Traditional cybersecurity tools rely heavily on dashboards and visual interfaces, requiring users to manually search through data, drill down, and write queries (e.g., SQL, KQL, SPL) to extract meaningful insights. With recent developments in AI Agents frameworks and LLM Models, we leverage an autonomous Agentic workflow to produce the final actionable report, while providing interactivity to the user. FlowPulse utilizes the ReAct (Reason & Act) agentic framework from CrewAI to build out the workflow, and uses the Anthropic Claude LLM model for reasoning. The Agentic workflow consists of four main steps and is triggered whenever there is a change/update to the application environment:

  • AI Agents first generate the severity funnel by filtering down vulnerabilities from Critical to Fixable to Privileged to RuntimeActive, significantly reducing the scope of investigation.
  • Second, Agentic Crew assess risk by utilising asset classifications and network data flows to determine the exposure.
  • Third, the crew correlates findings from previous runs to determine what has caused a new vulnerability to appear, or whether a previous alert has been actioned and fixed. This is done by correlating vector and summary indexes on the LLM generated reports.
  • Finally, the Agents generate a concise context report outlining the scope of risk and a set of actions that require immediate attention.

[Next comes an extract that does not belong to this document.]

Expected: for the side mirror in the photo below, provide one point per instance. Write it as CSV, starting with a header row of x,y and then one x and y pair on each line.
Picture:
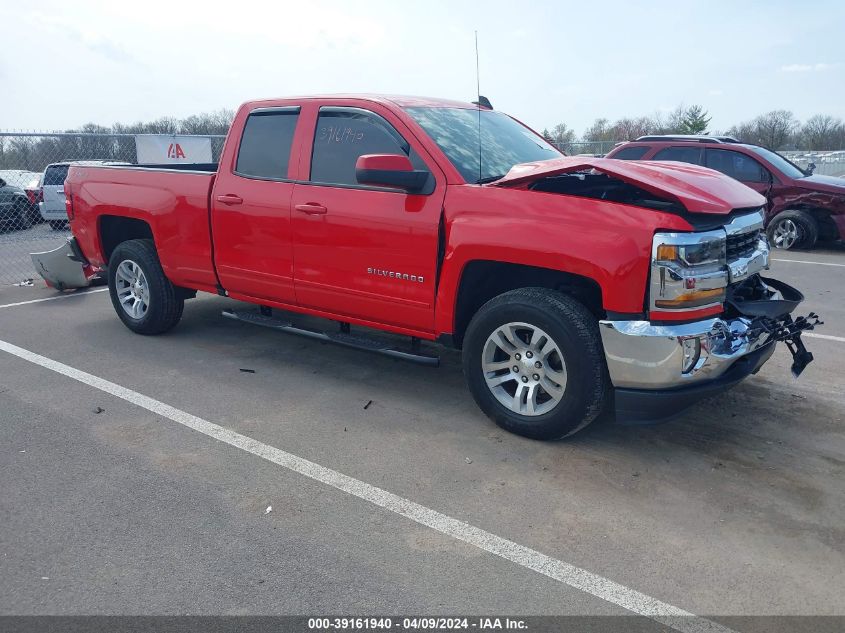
x,y
389,170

The system also consists of a no-dashboard interactive UI using which the security teams can perform further investigative queries to understand the context better, or prompt the agents to generate reports for the next set of vulnerabilities having fixed all that were flagged. The exact number of LLM calls per report is unpredictable, however, we observed that the crew invokes the underlying LLM approximately 10 times per report, with each report taking between one to two minutes to generate. LLM tokens consumption varies significantly, ranging from 30,000 to 60,000 tokens, which results in a cost of $0.13 to $0.23 USD per report.

Why eBPF?

eBPF was chosen for its unparalleled ability to observe and act on runtime events directly in the kernel, capturing critical signals such as process, network, and filesystem activity with minimal overhead. This high-fidelity data is foundational to Canopus’s proactive security architecture and the effectiveness of its AI-driven workflows.

Next Steps

Canopus is expanding its use of eBPF with Tetragon to develop a runtime threat detection system. This new system will: (a) Leverage behavioral evidence to detect anomalies and malicious activities; (b) Use AI agents to classify threats against the Kubernetes Threat Matrix; and (c) Enforce real-time policies (e.g., kill processes, block commands) directly in the kernel using Tetragon's enforcement features.